Kiev is warning that Russia plans to halt gas supplies while Moscow says Ukraine could siphon off energy destined for the European Union - which has just threatened new sanctions if Moscow fails to pull its forces out of Ukraine.
While buyers of oil and coal can find new suppliers relatively quickly, southeast Europe receives most of its gas from Kremlin-controlled Gazprom (GAZP.MM).
Tankers from Qatar and Algeria bring liquefied natural gas (LNG) to Europe via ports along the Atlantic and Mediterranean oceans, but European buyers often re-sell those cargoes abroad for higher prices rather than supplying their domestic market.
A source at the EU Commission said it was considering a ban on the practise of re-selling to bolster reserves.
“In the short-term, we are very worried about winter supplies in southeast Europe,” said the source, who has direct knowledge of the Commission’s energy emergency plans.
“Our best hope in case of a cut is emergency measure 994/2010 which could prevent LNG from leaving Europe as well as limit industrial gas use in order to protect households,” the source said.
European Union Regulation number 994/2010, passed in 2010 to safeguard gas supplies, could include banning gas companies from selling LNG tankers outside of Europe, keeping more gas in reserve, and ordering industry to stop using gas.
European Energy Commissioner Guenther Oettinger said last week during negotiations with Ukraine and Russia that the bloc was preparing a “Plan B” to protect gas supplies in the worst case scenario.
Hungary, likely to be among the countries most affected by a cut in supplies, said it was monitoring the need for further increases in strategic reserves. The Development Ministry told Reuters it was also looking at “potential regulatory methods that would prompt market players to build reserves beyond the regulatory minimum.”
Cutting industrial consumption would hurt an already shaky European economy, while banning utilities from selling liquefied natural gas (LNG) tanker cargoes overseas would hurt their revenues.
European utilities have been preparing for a supply cut by injecting as much gas as possible into storage and as a result, the region’s storage facilities are filled to 90 percent, or 70 billion cubic metres (bcm), equivalent to 15 percent of Europe’s annual demand.
Whatever the bloc does, it will struggle to compensate fully if Russian gas stops coming to Europe, political and industry sources say. Gas prices have risen 35 percent since July due to this threat.
Russia meets around a third of EU demand for oil, coal and natural gas, according to EU data. In return it receives some $250 billion a year, or around two-thirds of government revenue.
The problem with a potential cut is that continental Europe’s pipeline infrastructure was built from East-to-West in order to import Russian gas.
Efforts to build more supplies going the other way, such as LNG from Atlantic terminals, are not sufficiently developed to meet this winter’s demand in southeast Europe.
European energy suppliers could use more coal: that market is over supplied as a result of slowing Asian demand and improvements in mining output from exporters in Colombia, Australia and South Africa.
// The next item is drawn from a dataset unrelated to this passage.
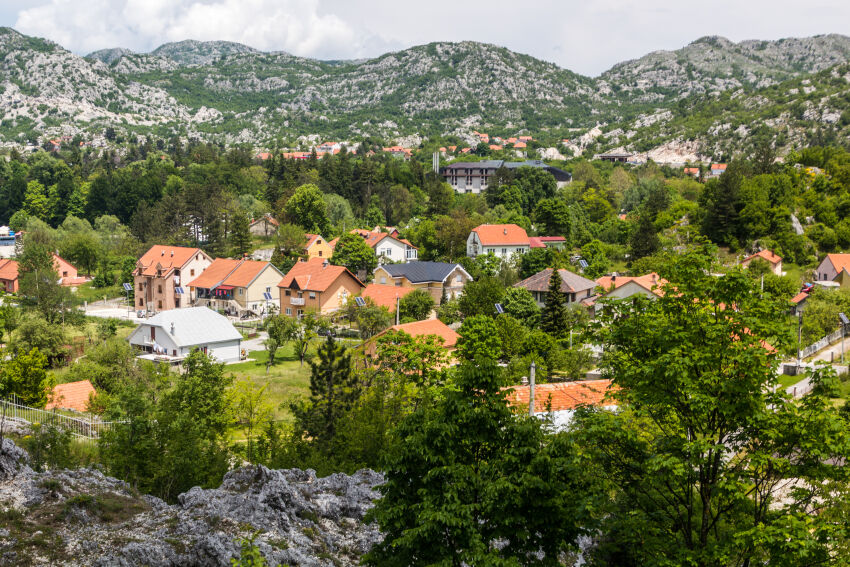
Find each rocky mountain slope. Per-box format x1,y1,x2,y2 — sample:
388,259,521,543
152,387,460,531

U.S. coal miners are also looking for new buyers since the North American shale gas boom has pushed most coal out of the U.S. market.
All this has caused a 40 percent coal price drop in the past three years.
Again however, the problem is infrastructure: large parts of central and eastern Europe rely on district gas heating, which means burning coal to generate electricity will not help keep households warm this winter.
Russia has halted gas flows to Ukraine three times in the past decade - 2006, 2009 and since June this year - because of price disputes with Kiev, although this year gas intended for customers in the EU have so far continued to flow via Ukraine.
Gazprom insists it has been a reliable supplier and that flows to Europe were in the past disrupted only after Ukraine took some gas intended for the EU to meet its own demand.
With Europe now at odds alongside Ukraine against Russia, the impact of any future shut-down may be more marked.
“We believe the Ukrainian situation will not be resolved without a transit interruption (and) prices would be likely spike,” said analysts at French bank Societe Generale.